Vendors-- it would be nice to have more, but really, we are about maxed out on the available space. We appreciate the local support for our Con! We even gave up the reg table to add another one in. At this stage, I'd rather see smaller, local guys like Blood and Cardstock over a mega vendor, but heck, we'll take what we can get.
Price: We had to pay a little extra for insurance.. and had to cover the cost, so we knocked it up a buck or two. I think our price is a pretty good bargain for a convention held inside the DC Metro area (inside the beltway!). We did offer a few incentives here and there that some people took advantage of (special prices for GMs and Boy Scouts). We can't afford to give anything away on a massive scale at the moment, but we can at least do the right thing for GMs and scouts.

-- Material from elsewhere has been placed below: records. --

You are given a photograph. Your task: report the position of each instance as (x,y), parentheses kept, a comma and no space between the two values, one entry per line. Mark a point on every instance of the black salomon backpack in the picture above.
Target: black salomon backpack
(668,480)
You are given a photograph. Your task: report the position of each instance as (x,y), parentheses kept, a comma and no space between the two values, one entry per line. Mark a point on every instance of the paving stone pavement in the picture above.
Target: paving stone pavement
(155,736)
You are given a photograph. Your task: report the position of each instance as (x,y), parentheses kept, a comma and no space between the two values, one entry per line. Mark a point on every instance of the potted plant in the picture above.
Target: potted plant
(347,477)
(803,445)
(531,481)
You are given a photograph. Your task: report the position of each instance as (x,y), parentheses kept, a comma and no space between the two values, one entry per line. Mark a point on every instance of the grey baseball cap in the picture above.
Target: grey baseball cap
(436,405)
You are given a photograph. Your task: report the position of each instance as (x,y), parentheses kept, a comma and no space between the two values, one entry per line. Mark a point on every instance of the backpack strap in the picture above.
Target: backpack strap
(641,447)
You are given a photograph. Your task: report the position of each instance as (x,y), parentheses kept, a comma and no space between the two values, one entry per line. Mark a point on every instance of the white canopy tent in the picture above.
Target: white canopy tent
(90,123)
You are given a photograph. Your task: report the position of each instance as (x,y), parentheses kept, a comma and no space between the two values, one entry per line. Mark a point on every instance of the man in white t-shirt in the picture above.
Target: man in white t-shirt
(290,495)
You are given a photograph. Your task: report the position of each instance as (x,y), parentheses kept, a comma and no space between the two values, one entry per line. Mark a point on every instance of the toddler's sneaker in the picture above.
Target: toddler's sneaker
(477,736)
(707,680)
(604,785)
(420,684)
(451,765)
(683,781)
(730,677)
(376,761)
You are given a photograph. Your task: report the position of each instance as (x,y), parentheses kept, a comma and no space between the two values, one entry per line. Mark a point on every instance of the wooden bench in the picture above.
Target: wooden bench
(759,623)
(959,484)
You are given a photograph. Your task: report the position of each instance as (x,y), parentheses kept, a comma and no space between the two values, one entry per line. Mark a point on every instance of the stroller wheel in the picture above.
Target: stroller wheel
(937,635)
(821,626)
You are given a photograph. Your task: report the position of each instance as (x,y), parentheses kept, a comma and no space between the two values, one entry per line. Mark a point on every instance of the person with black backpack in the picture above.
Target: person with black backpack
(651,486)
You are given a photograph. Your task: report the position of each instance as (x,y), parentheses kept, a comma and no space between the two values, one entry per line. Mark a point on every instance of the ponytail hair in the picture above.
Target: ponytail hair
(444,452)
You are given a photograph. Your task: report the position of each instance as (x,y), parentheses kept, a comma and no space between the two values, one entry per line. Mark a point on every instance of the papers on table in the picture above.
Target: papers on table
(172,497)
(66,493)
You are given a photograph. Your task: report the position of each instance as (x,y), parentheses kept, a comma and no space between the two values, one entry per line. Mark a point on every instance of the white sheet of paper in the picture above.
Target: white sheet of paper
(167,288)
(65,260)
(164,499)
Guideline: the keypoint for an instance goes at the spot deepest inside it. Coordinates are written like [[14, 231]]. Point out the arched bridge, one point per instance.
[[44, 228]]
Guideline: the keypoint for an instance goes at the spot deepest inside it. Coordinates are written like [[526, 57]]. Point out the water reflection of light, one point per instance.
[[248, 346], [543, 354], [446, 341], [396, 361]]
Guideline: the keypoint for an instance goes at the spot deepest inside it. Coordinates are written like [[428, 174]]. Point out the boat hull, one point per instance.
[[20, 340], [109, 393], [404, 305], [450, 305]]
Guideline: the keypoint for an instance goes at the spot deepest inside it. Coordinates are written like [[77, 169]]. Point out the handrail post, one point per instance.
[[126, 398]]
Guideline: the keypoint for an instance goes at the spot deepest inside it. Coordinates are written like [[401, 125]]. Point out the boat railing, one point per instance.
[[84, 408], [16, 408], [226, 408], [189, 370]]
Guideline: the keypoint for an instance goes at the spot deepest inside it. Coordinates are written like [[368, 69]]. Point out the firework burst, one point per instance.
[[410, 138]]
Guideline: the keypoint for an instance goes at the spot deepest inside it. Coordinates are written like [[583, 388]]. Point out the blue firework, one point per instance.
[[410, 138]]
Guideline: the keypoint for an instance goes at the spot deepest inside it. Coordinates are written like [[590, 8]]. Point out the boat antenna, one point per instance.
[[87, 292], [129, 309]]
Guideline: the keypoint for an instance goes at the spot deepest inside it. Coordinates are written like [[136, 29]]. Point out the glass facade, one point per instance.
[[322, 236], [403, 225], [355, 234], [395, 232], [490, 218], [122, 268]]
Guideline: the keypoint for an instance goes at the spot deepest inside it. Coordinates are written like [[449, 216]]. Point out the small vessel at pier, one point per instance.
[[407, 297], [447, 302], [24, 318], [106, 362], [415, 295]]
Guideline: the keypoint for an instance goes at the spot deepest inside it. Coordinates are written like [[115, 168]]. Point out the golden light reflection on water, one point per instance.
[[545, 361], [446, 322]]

Staff: Much better this year.. and I mean by LEAPS AND BOUNDS. Many, many thanks to the stalwart lads of the Southern Maryland Partizans, who showed up in force to help schlepp tables, stand a watch at the front desk or flea market, and generally help by being helpful and unfailingly polite and cheerful about it. To give you a good idea of HOW helpful these volunteeers where, we were at the convention until 9 or 10 last year, breaking down tables. We got out by 7 or so this year.
Advertising and ROI: Last year, we were a brand new convention relying on strict word of mouth and postings on the Internet. This year, we tried to put in a much better effort. We placed adverts in Wargames Illustrated, the Historicon and Cold Wars Program books, the NoVaG newsletter, spammed various forums and yahoogroups repeatedly, and dropped fliers in all the stores. We didn't see a hoarde for our efforts, but we held last year's numbers easily and have even grown somewhat. At least I can feel that we did what needs to be done in this regard.
In closing, many thanks to the many, many people who contributed their time, effort, volunteerism, and creativity to putting on TriaDCon and contributing so much to its success. This is not just the GMs and Volunteers and the Convention Cabal (the closest thing we have to a board of directors), but also anyone who took the time to attend. We have worked hard to return the concept of a good, old fashioned local convention with a mixed format to the DC region, and we just might be suceeding due to your efforts.